I am reminded of the famous jazz musician Sonny Rollins who after becoming a huge success, pulled out of performing for two years, and instead, between 1959 and 1961, he headed to the  Williamsburg Bridge, climbing up into the walkways,  where he would practice for up to 15 hours a day. He noted that it was a space that allowed him to play everything he knew and everything he’d heard—and let himself hear and feel the music in a new way.  He chose to let his music meander—which is exactly what the technology of beavers allows a stream to do.

And maybe meandering is about relationship—because meandering allows for contact. When beavers create obstacles and diversions—more water comes into contact with the whole ecosystem. And when Sonny Rollins played for two years under the Williamsburg Bridge he came into contact with his music in a new way—he left after two years with a different relationship to his music, and himself.
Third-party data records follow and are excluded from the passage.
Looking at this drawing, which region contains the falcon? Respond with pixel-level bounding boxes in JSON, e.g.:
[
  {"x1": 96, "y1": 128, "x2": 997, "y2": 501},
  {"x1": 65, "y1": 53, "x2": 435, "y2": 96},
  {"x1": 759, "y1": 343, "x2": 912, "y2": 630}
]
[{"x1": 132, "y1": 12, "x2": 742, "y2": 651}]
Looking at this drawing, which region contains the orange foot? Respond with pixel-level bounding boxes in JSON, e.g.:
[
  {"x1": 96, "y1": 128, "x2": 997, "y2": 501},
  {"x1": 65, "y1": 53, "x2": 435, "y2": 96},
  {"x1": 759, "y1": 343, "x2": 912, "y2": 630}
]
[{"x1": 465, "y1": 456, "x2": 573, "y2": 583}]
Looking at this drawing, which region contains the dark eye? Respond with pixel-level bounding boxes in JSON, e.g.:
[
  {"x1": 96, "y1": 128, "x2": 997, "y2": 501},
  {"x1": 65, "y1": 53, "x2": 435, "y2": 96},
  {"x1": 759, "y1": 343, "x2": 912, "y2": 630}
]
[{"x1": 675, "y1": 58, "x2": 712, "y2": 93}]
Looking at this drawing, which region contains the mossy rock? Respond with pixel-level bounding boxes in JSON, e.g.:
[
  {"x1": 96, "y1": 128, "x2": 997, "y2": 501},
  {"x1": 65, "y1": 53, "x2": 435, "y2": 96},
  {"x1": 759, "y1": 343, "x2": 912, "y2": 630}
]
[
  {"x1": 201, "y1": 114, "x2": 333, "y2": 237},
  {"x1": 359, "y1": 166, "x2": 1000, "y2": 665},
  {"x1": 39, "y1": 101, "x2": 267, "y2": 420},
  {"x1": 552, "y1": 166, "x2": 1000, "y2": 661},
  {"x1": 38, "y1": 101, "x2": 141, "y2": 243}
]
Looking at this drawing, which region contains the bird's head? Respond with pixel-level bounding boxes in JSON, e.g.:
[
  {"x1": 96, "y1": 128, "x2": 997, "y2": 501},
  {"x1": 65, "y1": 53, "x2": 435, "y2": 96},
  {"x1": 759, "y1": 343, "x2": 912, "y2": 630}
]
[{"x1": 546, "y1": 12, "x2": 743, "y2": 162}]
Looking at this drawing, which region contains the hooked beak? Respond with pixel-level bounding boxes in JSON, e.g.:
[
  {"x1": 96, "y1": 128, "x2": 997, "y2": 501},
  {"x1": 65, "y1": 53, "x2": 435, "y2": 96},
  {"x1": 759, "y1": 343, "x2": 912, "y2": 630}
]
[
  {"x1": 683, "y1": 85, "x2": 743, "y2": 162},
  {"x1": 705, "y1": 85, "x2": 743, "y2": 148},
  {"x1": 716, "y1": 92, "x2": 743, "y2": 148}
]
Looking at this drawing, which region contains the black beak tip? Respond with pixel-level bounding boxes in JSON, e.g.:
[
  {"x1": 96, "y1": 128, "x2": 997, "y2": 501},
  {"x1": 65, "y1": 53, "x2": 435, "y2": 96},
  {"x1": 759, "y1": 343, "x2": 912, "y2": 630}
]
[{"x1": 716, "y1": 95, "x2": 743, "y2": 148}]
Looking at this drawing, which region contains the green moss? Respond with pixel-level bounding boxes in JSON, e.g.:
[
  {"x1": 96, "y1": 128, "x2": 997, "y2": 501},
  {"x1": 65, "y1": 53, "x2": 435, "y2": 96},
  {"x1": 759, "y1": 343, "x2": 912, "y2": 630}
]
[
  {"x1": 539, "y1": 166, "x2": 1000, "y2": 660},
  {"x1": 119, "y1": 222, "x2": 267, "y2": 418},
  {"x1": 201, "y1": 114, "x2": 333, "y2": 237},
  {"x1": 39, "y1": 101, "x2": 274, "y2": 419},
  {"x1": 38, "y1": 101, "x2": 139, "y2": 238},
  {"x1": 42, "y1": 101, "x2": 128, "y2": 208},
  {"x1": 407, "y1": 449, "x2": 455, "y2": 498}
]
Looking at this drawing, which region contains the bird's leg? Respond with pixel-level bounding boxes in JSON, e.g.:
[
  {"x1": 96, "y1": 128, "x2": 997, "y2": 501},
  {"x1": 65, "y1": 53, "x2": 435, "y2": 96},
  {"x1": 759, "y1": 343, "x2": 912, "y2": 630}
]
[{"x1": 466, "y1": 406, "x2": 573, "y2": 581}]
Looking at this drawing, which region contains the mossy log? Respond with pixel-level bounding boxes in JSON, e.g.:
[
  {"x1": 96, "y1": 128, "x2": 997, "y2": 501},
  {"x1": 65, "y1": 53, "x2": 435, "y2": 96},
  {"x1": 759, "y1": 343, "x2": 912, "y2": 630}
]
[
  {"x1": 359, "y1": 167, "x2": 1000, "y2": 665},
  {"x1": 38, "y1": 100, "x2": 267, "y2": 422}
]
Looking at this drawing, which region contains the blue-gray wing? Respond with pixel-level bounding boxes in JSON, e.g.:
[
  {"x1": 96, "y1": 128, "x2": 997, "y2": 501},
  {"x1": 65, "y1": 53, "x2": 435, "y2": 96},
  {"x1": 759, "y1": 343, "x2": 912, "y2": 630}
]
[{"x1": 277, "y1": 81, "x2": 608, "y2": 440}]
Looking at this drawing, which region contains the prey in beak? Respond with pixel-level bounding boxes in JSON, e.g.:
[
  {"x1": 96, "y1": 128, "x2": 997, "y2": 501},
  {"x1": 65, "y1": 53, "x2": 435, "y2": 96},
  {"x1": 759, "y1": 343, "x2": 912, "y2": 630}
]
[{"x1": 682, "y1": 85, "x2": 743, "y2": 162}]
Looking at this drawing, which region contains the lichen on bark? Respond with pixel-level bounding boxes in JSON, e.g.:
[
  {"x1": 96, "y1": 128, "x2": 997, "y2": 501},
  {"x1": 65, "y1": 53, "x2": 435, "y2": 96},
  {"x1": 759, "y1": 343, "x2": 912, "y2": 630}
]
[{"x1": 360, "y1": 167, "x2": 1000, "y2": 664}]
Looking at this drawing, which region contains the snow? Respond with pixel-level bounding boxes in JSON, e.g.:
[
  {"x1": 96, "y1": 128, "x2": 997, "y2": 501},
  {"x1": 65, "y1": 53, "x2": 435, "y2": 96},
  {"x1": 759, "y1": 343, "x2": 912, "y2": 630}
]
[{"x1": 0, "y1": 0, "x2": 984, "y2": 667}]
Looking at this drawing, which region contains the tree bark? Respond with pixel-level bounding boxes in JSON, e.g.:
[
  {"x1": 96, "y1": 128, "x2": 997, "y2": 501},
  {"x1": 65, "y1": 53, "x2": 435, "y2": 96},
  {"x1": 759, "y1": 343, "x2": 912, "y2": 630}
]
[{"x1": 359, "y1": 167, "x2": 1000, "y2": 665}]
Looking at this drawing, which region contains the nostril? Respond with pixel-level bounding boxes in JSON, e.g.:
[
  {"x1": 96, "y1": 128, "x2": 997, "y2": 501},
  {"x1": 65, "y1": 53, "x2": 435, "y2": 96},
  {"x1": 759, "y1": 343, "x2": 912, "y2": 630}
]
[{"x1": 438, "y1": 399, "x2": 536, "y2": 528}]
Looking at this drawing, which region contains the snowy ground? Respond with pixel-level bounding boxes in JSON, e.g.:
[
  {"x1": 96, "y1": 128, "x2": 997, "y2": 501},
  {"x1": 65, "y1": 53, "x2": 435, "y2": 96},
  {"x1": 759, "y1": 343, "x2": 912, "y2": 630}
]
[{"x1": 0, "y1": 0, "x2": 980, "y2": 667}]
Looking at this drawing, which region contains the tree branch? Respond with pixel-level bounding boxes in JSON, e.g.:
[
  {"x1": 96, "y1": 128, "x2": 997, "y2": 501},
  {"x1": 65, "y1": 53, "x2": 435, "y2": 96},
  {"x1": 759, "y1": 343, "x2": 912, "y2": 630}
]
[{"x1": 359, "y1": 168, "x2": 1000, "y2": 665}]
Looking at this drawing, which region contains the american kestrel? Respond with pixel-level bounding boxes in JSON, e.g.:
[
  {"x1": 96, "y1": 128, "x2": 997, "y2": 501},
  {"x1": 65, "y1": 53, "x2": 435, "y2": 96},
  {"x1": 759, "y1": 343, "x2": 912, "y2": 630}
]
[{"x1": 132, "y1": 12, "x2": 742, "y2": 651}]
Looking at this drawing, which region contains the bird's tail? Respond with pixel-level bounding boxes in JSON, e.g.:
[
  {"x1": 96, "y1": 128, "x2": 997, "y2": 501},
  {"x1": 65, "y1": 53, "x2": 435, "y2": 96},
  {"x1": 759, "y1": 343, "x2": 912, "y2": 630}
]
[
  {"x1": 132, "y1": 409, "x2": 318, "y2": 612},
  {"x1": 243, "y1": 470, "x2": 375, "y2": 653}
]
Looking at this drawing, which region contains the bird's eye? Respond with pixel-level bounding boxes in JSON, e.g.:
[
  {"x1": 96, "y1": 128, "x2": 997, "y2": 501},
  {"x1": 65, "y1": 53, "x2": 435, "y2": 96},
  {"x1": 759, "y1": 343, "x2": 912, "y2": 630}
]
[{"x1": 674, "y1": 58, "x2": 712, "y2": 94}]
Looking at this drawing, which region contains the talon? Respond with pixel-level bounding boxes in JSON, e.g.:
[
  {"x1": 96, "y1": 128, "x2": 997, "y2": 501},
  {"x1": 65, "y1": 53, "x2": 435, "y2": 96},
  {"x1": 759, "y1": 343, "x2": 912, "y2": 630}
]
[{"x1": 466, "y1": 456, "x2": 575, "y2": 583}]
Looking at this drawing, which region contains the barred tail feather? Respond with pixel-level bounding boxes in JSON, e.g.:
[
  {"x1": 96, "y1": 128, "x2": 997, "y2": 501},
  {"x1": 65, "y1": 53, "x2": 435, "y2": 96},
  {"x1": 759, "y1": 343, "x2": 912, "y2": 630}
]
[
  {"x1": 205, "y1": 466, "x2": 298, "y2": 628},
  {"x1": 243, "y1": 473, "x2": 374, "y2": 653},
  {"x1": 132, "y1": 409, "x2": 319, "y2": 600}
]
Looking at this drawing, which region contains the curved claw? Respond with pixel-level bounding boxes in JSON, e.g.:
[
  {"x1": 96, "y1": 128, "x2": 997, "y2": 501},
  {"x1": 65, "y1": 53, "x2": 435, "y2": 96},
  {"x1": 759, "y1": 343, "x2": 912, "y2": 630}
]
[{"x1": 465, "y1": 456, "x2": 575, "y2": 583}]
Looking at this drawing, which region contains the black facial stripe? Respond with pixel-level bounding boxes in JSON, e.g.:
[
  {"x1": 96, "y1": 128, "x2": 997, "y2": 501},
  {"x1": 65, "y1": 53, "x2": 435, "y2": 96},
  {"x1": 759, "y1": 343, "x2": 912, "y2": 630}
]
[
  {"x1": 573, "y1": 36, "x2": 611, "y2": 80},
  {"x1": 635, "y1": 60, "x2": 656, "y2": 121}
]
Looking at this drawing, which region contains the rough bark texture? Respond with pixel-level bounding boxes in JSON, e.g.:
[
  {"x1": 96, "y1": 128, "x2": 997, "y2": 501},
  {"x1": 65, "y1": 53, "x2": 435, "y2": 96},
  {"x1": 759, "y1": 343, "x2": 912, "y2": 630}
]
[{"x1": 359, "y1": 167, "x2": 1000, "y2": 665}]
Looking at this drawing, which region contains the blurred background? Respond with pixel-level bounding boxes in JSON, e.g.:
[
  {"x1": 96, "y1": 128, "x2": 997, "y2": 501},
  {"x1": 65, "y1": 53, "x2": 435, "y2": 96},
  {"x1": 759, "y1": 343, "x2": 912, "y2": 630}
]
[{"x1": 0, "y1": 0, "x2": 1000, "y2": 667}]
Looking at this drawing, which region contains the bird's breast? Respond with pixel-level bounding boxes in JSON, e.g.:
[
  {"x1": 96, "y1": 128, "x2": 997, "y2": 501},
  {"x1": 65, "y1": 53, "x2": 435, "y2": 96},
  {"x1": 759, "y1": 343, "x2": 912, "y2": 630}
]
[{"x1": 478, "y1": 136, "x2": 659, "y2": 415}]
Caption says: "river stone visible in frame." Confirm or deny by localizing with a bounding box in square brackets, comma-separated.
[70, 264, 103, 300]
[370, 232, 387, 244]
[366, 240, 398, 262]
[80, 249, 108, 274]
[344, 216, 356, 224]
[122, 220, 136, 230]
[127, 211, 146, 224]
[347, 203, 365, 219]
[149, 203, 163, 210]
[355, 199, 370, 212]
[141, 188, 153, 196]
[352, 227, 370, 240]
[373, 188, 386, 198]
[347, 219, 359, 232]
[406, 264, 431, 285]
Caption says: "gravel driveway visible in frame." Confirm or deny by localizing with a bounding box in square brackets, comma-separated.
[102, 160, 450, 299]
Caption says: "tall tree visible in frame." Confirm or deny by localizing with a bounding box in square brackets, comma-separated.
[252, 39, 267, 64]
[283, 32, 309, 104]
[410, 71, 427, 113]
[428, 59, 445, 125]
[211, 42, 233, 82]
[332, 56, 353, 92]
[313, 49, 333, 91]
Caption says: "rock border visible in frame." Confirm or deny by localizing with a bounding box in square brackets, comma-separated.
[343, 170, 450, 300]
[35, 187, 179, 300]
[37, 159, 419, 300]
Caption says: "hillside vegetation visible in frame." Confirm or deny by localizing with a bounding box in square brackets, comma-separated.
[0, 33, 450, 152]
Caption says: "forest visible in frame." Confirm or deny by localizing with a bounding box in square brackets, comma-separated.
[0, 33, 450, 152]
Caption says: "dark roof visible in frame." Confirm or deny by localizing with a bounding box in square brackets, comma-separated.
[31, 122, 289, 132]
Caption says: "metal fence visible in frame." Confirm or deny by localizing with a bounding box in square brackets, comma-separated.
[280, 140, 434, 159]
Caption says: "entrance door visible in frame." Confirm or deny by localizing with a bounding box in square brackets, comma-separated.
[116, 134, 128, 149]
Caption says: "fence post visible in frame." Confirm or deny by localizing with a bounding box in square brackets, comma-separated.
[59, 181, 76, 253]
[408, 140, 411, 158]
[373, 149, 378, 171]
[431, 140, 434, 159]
And while we can’t all take two years off to play our music under a bridge, we can look at obstacles and diversions as a chance to come into contact with something new—in our work and ourselves. Or we can find ways of slowing ourselves down, so that we can find a new relationship to what we are doing.

© 2023 Gretchen L Schmelzer, PhD

Hayes, M. (2023). Every Drop Counts: Low Tech Process-Based Restoration. Sept 21 -Oct 4 2023 Explore Big Sky, p. 33.